You are going to be standing split, get up on your toes, bend your knee a little bit, jump up and switch. And usually it's going to be, in the beginning it's all going to be hard landings because you don't switch your weight forward enough. And if you switch it too far forward you are going to have to move your hand. So the trick is to adjust the intensity and find the right amount of pressure.
Practice, practice, practice. Lift one leg, switch. Not too fast, not too slow and don't start bending your knees. Keep the legs straight.
When you have done this a few hundred times, at one point you are going to come up with this on your own. You are going to invent it yourself. Don't let me spoil it. But it's the same for everyone.
So when you get up and you find the balance you are going to be curious to see can I switch two times and then come down. But of course please don't try that now. At least give yourself 200 tries with switch legs before you expect this to happen naturally. Instead of rushing it and being disappointed, put in the work and enjoy the feeling when the spontaneous development comes to you.
Instead of you chasing it, you let the progress chase you because you put in all of the work. So switch leg handstands, keep the toes spread, walk backwards and forwards, modulate the pressure with the fingers and there you have it. Another thing you can do from the split leg handstand is to come up and cross your legs and this would be a step on the way to a full straight leg handstand. It's not really a straight leg handstand but it's like a switch leg.
You kind of come up but then you land with the same foot again or let's say it like this. It's like the foot tap but with straight legs. Okay look at this. Instead of doing the knee foot to knee tap, I jump up, I cross my ankles and I land again like this.
I go up, cross and down. If you feel like you're falling over, you can do it lower as well. You don't have to go all the way up but try to keep this leg super straight, the top leg straight and when you feel that you have balance, you try to do this and come down.

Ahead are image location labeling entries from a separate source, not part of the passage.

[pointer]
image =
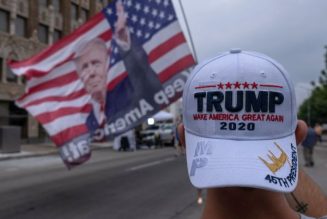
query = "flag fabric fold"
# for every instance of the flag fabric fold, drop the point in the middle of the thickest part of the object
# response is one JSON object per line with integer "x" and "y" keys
{"x": 107, "y": 76}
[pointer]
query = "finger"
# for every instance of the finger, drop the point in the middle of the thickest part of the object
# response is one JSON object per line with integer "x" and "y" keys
{"x": 301, "y": 131}
{"x": 181, "y": 134}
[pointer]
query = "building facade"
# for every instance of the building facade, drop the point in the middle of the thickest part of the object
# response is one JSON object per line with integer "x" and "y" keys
{"x": 27, "y": 27}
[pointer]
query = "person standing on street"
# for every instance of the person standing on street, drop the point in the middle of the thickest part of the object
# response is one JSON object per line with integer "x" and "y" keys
{"x": 308, "y": 146}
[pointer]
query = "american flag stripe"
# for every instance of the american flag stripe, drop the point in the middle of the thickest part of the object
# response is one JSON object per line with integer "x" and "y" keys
{"x": 178, "y": 65}
{"x": 169, "y": 58}
{"x": 68, "y": 133}
{"x": 59, "y": 99}
{"x": 54, "y": 105}
{"x": 48, "y": 117}
{"x": 59, "y": 91}
{"x": 59, "y": 124}
{"x": 56, "y": 82}
{"x": 48, "y": 62}
{"x": 37, "y": 74}
{"x": 56, "y": 96}
{"x": 55, "y": 73}
{"x": 65, "y": 43}
{"x": 166, "y": 46}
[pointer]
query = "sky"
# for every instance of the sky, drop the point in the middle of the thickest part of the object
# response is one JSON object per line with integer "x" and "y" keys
{"x": 293, "y": 32}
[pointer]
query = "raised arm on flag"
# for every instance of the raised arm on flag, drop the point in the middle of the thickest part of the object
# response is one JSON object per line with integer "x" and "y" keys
{"x": 106, "y": 77}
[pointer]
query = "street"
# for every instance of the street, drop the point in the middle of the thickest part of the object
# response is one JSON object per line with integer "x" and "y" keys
{"x": 142, "y": 184}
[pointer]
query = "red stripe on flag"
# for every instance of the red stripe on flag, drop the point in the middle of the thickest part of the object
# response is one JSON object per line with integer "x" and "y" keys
{"x": 61, "y": 43}
{"x": 50, "y": 116}
{"x": 106, "y": 36}
{"x": 178, "y": 66}
{"x": 112, "y": 84}
{"x": 68, "y": 134}
{"x": 37, "y": 74}
{"x": 165, "y": 47}
{"x": 69, "y": 97}
{"x": 56, "y": 82}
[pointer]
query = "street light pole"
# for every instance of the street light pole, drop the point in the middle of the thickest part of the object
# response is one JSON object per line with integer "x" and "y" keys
{"x": 309, "y": 91}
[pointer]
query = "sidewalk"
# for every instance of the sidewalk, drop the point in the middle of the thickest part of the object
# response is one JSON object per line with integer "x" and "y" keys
{"x": 43, "y": 149}
{"x": 48, "y": 148}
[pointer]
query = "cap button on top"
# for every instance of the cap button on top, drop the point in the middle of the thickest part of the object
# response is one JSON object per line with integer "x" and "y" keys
{"x": 236, "y": 50}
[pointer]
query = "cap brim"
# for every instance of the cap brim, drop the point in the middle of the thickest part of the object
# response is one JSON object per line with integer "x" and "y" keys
{"x": 265, "y": 164}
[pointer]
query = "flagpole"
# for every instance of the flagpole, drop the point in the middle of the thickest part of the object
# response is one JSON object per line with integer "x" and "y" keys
{"x": 188, "y": 31}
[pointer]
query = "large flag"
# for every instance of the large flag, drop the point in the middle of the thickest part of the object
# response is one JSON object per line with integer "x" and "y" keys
{"x": 106, "y": 77}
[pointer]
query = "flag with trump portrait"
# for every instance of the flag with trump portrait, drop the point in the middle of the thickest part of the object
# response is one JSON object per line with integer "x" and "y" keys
{"x": 109, "y": 75}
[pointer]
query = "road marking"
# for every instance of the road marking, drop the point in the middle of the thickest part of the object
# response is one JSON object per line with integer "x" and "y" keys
{"x": 146, "y": 165}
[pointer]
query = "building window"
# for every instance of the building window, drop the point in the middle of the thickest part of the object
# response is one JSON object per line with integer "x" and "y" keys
{"x": 43, "y": 3}
{"x": 43, "y": 32}
{"x": 4, "y": 21}
{"x": 56, "y": 5}
{"x": 56, "y": 35}
{"x": 21, "y": 26}
{"x": 74, "y": 12}
{"x": 84, "y": 14}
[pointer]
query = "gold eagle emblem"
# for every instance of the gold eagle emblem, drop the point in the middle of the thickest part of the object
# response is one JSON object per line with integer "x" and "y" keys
{"x": 276, "y": 162}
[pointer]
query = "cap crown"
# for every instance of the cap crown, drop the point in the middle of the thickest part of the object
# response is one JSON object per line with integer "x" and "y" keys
{"x": 241, "y": 96}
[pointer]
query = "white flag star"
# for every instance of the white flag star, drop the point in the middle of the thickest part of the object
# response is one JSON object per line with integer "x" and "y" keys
{"x": 151, "y": 25}
{"x": 139, "y": 33}
{"x": 146, "y": 9}
{"x": 134, "y": 18}
{"x": 154, "y": 12}
{"x": 142, "y": 21}
{"x": 138, "y": 6}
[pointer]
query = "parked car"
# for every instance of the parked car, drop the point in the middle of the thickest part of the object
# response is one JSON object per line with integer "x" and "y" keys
{"x": 158, "y": 135}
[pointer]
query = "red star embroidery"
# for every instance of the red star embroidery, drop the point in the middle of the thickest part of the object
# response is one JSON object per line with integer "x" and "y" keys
{"x": 220, "y": 86}
{"x": 228, "y": 85}
{"x": 254, "y": 85}
{"x": 237, "y": 85}
{"x": 245, "y": 85}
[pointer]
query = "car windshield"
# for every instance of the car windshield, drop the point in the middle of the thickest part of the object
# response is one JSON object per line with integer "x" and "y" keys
{"x": 167, "y": 126}
{"x": 152, "y": 127}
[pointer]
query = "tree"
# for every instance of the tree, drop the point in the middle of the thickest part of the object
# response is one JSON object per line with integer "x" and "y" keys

Alright, boop and down.
Now you start to feel when you work on stuff like this, this type of handstands, you're focus is not all over the place, it's concentrated to a tunnel between your hands and your head. When you have the focus of your gaze, in old school yoga they call it drishti, the focus of the gaze and the breath, the flow of the breath, even if you're in the bullpen and all the famous guys are there, the guy who's going to fight you has a million patches on his gi, he has so many titles of tournaments you've never heard of and you're really nervous and you're all over the place. You throw in a few handstands and just focus, don't care about people taking pictures or not, it's all going to fall away and you actually try to hold the handstand with your music in your ears or whatever. It's going to laser beam focus your attention to one thing.
That kind of focus is what you want when you're going to meet this guy and he's going to pull you into 50-50 and wrap the leg around, then you need to not be all over the place, you want to be focused and start doing the jiu-jitsu you know and tear him apart. For me, handstands is a way to stop being all over the place, hey guys, where's my water bottle, where's my passport, handstand makes everything connected. So now you have two more tools to practice your balancing handstand, you have the switch leg and you have the ankle crosser, we call it the ankle crosser from now on, I just invented it, crossing your ankles and coming down again. So switch leg handstand and crossing your ankles landing on the same foot.
Good luck with this guys, see you in the next video.